Disadvantages of this technique:
- Reconstructs the HTTP message instead of recording directly as passed over the network.
- Fragile, since depends on debugging output of httplib. There is no guarantee that this debugging output will remain unchanged in the future.
- Often requires hacking the API library to get access to the HTTP client.
The second approach was suggested by Ed Summers. In this approach, an HTTP proxy records the HTTP transaction. In a proxying setup, the HTTP client makes its request to the proxy. The proxy in turn relays the request to the HTTP server. It receives the response from the server and relays it back to the client. By acting as a “man in the middle”, the proxy has access to the entire HTTP transaction.
Internet Archive’s warcprox is an HTTP proxy that writes the recorded HTTP transactions to WARCs. Among other applications, warcprox is used in Ilya Kreymer’s webrecorder.io, which records the HTTP transactions from a user browsing the web. In our case, warcprox will record the HTTP transactions between the API library and the social media platform’s server.

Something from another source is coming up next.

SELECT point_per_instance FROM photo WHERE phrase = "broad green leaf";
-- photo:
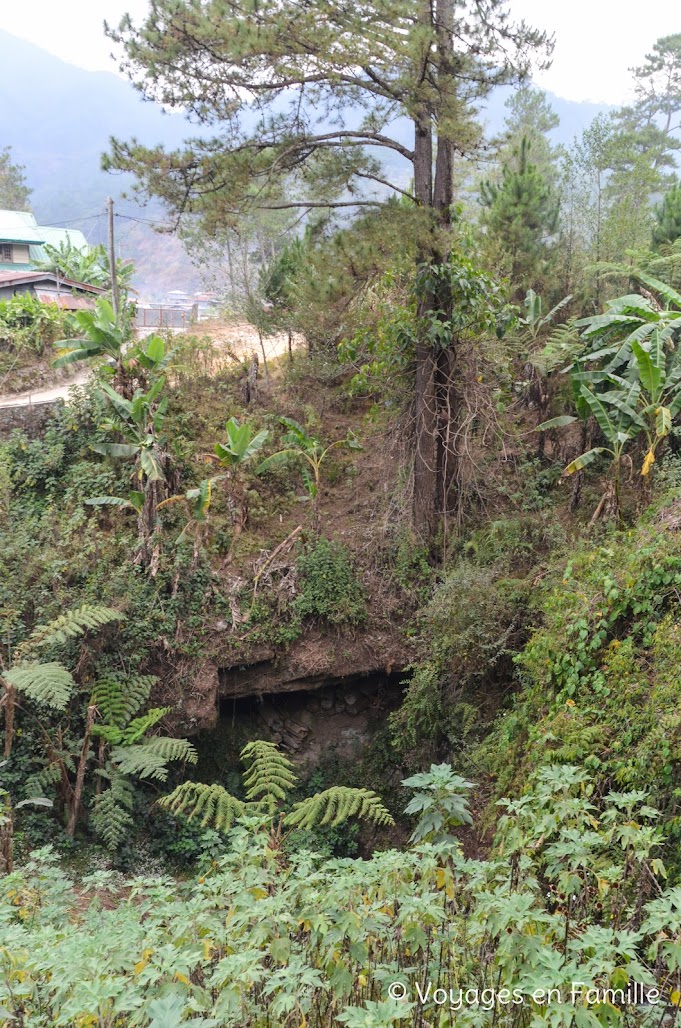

This gist demonstrates using the Python Flickr API Kit to retrieve the record for a photo from Flickr’s API and recording it using warcprox: https://gist.github.com/justinlittman/0b3d76ca0465a9d914ed
- Records the HTTP transaction directly without having to reconstruct it. (As evidence of this look at https://gist.github.com/justinlittman/0b3d76ca0465a9d914ed#file-technique2-warc-L40. That gobbly gook is the gzipped HTTP message body, which should be expected because the Content-Encoding header is given as “gzip” at https://gist.github.com/justinlittman/0b3d76ca0465a9d914ed#file-technique2-warc-L34.)
- Can be used with social media harvesters written in any language, not just Python.
- Depends on the API library supports configuring a proxy or hacking the API library to get access to the HTTP client to configure proxying.
- Does not provide control over the WARC, especially the ability to write WARC record headers.
- Requires running proxy as a separate process from the harvester.
STG is continuing to experiment with and refine these two approaches. Thoughts on these approaches or suggestions for other techniques would be appreciated and we welcome any discussion of social media harvesting in general.